Ideas que vistas desde la actualidad de estos días parecen muy anticuadas, de otro siglo. Y es que probablemente lo son, por desgracia hoy la dignidad se mide en parámetros que me resultan sorprendentes: la posibilidad de endeudarse, de no pagar las deudas contraídas, de gastar más de lo que se tiene o, por poner otro ejemplo, de seguir pillando subsidios y subvenciones, merecidos o no, necesarios o no.
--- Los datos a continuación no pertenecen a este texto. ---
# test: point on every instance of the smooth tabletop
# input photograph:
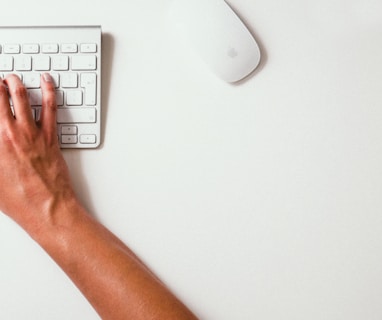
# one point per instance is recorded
(260, 200)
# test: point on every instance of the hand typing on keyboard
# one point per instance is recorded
(36, 192)
(31, 161)
(72, 56)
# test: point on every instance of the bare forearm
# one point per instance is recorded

La dignidad de Grecia o del pueblo griego es carne de noticiario y tertulia en estos días, un asunto del que se habla como si alguien se la hubiese expropiado a los helenos, como si alguien les hubiese obligado a pedir dinero, como si un ente extranjero y superpoderoso –algo así cómo una Merkel enfurecida– les exigiese que gasten más de lo que tienen y que lo hagan año tras año, lustro tras lustro, década tras década.
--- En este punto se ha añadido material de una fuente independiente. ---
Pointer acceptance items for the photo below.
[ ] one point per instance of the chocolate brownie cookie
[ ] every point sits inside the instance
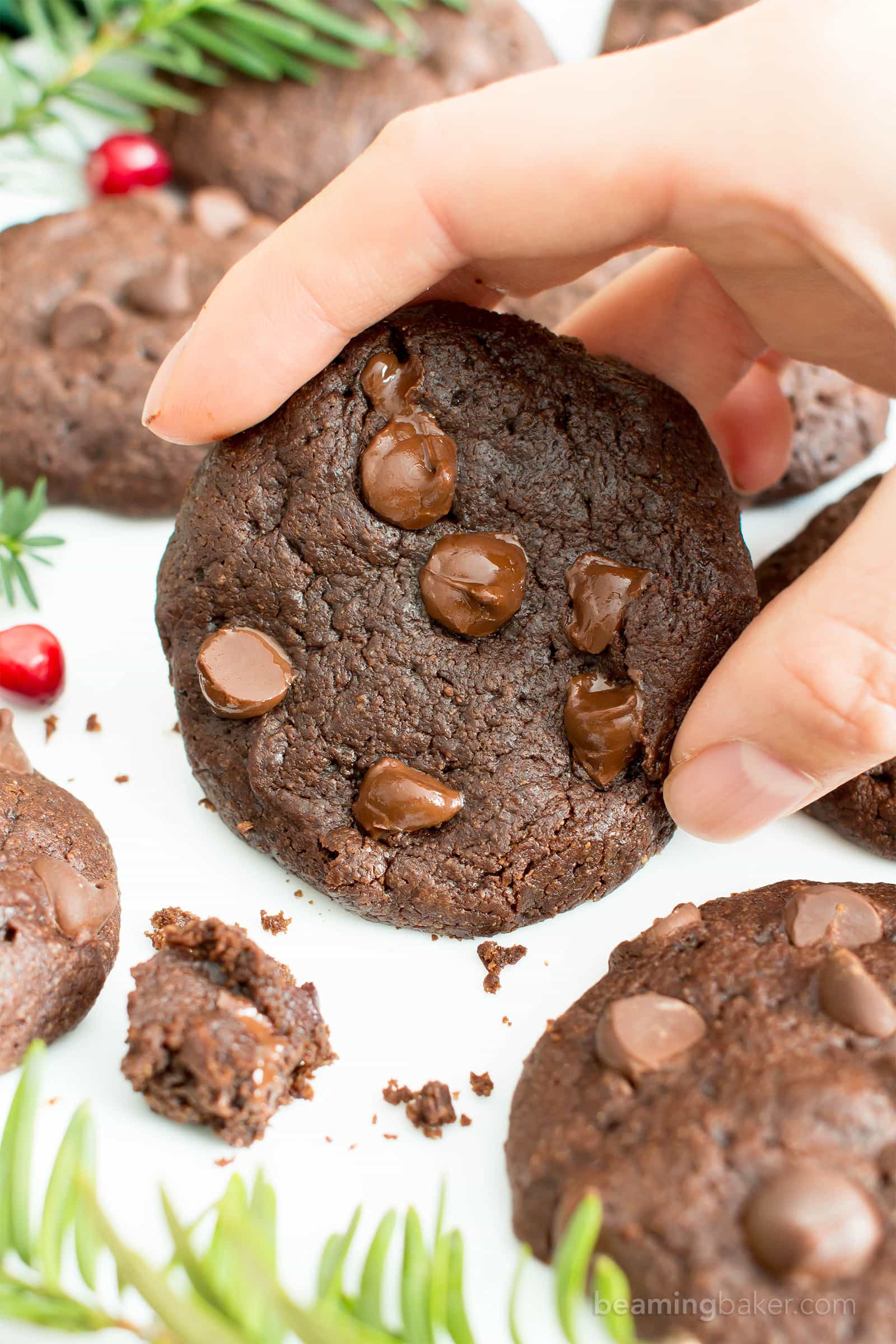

Hay algo de cierto en ello: a los griegos les han convencido de que su dignidad depende del dinero que gaste su Estado, y les han dicho que pueden ser independientes a cuenta el dinero de los demás. Ambas cosas son mentira o, al menos, lo eran hace tiempo, cuando la dignidad consistía sobre todo en ser dignos con nuestro dinero, mucho o poco, pero nuestro.
La dignidad de Grecia la han expropiado, sí, pero ni Merkel ni la Troika ni el FMI: lo han hecho sus propios políticos y lo han hecho con el voto de los griegos, en muchas elecciones y ahora también en un esperpéntico referéndum convocado, eso sí, sin las mínimas garantías democráticas.
Quizá, sólo quizá, lo que les ha pasado a los griegos es lo lógico cuando en lugar de ser digno te sientas a esperar a que papá Estado te haga digno. Pero esto deben de ser manías mías, ideas viejas, del siglo pasado.